Not interested, Putin replied.
“He refuses to stop his attacks,” Macron wrote on Twitter after the call.
A French official said Putin seemed determined “to take control of all of Ukraine.”
“The worst is yet to come,” the official added.
Putin’s invasion of Ukraine is in its second week. Some Russian units are mired in mud, but the offensive is escalating overall.
As the invasion has escalated, so, too, have economic sanctions imposed by the U.S. and its allies. And, like Ukraine’s armed forces, the sanctions have had more punch than expected. The Russian ruble has plunged in value, and ordinary Russians have scrambled to ATMs to try to get their money out of endangered banks.
But the two escalations are far from equivalent.
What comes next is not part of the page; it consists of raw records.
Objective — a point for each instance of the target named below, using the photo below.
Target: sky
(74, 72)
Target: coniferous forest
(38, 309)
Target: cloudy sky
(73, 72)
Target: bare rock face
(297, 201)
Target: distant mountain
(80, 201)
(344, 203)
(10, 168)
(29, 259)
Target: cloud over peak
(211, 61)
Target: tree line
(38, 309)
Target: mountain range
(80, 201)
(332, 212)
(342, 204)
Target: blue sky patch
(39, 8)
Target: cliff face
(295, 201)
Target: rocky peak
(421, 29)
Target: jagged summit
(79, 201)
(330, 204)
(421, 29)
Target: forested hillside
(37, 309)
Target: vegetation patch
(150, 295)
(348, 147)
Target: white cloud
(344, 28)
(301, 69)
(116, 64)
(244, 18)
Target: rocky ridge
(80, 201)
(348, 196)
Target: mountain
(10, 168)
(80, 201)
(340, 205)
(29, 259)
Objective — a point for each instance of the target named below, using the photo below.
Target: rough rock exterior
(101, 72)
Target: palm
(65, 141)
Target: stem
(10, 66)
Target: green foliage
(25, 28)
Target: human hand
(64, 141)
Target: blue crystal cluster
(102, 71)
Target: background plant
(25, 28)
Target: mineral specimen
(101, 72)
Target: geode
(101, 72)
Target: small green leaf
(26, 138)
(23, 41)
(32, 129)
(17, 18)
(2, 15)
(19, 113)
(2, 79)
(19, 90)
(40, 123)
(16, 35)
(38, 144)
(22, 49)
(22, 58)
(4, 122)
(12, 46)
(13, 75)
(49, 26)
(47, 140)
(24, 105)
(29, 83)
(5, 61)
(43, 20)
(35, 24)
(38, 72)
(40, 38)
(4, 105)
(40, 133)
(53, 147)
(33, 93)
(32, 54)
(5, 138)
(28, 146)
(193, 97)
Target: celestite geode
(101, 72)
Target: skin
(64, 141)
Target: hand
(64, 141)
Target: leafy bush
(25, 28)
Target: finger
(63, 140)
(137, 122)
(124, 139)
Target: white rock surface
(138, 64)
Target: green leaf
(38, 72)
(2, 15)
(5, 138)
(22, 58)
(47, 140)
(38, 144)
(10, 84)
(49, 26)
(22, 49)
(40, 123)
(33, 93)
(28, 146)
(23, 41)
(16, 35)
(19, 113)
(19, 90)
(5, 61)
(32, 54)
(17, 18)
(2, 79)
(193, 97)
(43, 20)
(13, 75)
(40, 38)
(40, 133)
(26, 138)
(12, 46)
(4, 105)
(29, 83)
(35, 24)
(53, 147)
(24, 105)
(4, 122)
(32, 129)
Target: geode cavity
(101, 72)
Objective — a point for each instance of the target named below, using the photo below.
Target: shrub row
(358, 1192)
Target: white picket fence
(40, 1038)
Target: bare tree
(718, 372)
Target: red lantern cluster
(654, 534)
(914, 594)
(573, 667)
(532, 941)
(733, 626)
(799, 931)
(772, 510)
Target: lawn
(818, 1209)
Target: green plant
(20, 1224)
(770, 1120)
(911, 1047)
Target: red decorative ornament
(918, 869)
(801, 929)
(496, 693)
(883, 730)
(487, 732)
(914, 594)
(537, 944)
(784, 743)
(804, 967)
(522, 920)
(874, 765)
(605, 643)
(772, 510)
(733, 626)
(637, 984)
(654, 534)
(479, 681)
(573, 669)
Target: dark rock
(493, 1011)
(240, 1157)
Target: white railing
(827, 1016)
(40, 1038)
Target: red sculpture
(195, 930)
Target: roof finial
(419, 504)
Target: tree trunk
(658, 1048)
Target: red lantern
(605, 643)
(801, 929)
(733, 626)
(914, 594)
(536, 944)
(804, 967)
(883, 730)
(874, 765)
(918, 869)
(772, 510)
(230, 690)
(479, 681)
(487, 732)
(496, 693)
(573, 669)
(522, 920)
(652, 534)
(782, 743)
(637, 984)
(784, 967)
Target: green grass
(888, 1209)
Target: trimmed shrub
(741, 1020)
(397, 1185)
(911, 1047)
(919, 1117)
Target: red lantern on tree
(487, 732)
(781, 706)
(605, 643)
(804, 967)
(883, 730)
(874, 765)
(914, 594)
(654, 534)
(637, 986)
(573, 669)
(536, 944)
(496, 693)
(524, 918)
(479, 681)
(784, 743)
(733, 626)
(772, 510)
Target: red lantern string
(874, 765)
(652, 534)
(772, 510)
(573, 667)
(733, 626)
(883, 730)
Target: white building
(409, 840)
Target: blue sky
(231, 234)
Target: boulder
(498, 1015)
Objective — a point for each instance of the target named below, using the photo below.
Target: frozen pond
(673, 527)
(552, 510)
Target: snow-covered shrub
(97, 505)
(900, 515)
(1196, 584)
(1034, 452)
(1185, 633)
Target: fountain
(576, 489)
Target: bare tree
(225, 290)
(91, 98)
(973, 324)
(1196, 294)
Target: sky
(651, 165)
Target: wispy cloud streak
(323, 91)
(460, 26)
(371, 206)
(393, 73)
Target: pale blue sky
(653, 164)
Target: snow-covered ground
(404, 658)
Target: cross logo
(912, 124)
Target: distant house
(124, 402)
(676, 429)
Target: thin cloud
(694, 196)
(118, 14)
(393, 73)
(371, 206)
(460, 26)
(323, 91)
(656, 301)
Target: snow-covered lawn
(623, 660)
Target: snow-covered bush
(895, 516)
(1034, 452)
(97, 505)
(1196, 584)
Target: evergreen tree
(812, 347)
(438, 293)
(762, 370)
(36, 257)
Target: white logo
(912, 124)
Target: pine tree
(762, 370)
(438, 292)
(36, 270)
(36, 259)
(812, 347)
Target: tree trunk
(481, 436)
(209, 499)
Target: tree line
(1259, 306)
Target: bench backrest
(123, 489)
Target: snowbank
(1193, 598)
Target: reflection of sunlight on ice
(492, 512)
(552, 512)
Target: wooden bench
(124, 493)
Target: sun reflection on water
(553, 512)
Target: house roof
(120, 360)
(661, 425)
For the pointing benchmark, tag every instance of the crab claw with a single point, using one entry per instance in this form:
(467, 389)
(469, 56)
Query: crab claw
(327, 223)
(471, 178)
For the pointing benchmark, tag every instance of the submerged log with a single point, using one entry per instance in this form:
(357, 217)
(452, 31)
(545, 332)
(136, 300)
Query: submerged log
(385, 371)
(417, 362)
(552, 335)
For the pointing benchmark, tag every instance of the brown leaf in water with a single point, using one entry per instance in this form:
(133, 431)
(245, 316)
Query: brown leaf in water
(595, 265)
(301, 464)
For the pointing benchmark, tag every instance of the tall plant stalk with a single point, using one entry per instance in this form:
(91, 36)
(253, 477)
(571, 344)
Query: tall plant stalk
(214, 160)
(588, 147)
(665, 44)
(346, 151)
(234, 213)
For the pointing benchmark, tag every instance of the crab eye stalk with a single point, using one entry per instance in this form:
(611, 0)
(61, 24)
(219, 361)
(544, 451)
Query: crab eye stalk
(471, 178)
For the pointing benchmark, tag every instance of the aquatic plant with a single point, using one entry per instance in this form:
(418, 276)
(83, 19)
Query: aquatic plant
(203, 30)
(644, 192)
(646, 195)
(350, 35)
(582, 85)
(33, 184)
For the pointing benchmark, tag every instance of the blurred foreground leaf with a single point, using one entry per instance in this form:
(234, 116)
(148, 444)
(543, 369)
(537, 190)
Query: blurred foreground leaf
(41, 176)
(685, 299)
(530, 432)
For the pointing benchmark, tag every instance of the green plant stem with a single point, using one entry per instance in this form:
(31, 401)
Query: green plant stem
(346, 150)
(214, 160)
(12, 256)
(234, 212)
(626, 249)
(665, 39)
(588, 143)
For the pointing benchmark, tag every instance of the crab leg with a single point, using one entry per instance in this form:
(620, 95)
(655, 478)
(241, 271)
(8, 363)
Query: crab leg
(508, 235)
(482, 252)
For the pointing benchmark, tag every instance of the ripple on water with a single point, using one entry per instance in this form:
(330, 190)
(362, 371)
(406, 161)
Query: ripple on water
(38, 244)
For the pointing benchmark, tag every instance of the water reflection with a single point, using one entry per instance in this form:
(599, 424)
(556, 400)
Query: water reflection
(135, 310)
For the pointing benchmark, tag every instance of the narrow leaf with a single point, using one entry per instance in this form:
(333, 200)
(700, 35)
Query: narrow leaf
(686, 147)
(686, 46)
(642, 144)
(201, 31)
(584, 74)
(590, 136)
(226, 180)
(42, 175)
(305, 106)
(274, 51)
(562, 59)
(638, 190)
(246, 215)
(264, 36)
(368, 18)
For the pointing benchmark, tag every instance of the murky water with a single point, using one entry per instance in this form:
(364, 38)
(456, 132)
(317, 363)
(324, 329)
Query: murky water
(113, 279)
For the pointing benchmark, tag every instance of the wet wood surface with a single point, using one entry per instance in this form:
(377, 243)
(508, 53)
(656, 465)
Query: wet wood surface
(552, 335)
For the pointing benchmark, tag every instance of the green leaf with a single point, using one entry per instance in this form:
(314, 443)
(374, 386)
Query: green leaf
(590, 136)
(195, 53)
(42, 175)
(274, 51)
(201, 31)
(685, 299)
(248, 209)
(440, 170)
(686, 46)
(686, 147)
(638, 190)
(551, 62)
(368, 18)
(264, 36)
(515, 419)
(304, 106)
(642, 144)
The sanctions have clearly damaged Russia’s economy, but there’s no sign that they have affected Putin’s calculus.
More Russian units have moved into Ukraine. Russian missile and artillery strikes on civilian neighborhoods have stepped up. Ukraine’s three biggest cities — including Kyiv, the capital — are in danger of falling.
Ukraine’s defenders are fighting courageously, but they are slowly losing ground.
“Sanctions may influence Russian decision-making down the road,” said Richard N. Haass, president of the nonpartisan Council on Foreign Relations. “But they won’t stop the siege of Kyiv.”
The Russian president has waged war against cities before and has been rewarded with success.
Putin came to power in 1999 largely by waging a savage war against separatists in Russia’s mostly Muslim republic of Chechnya. The resulting campaign killed tens of thousands of civilians.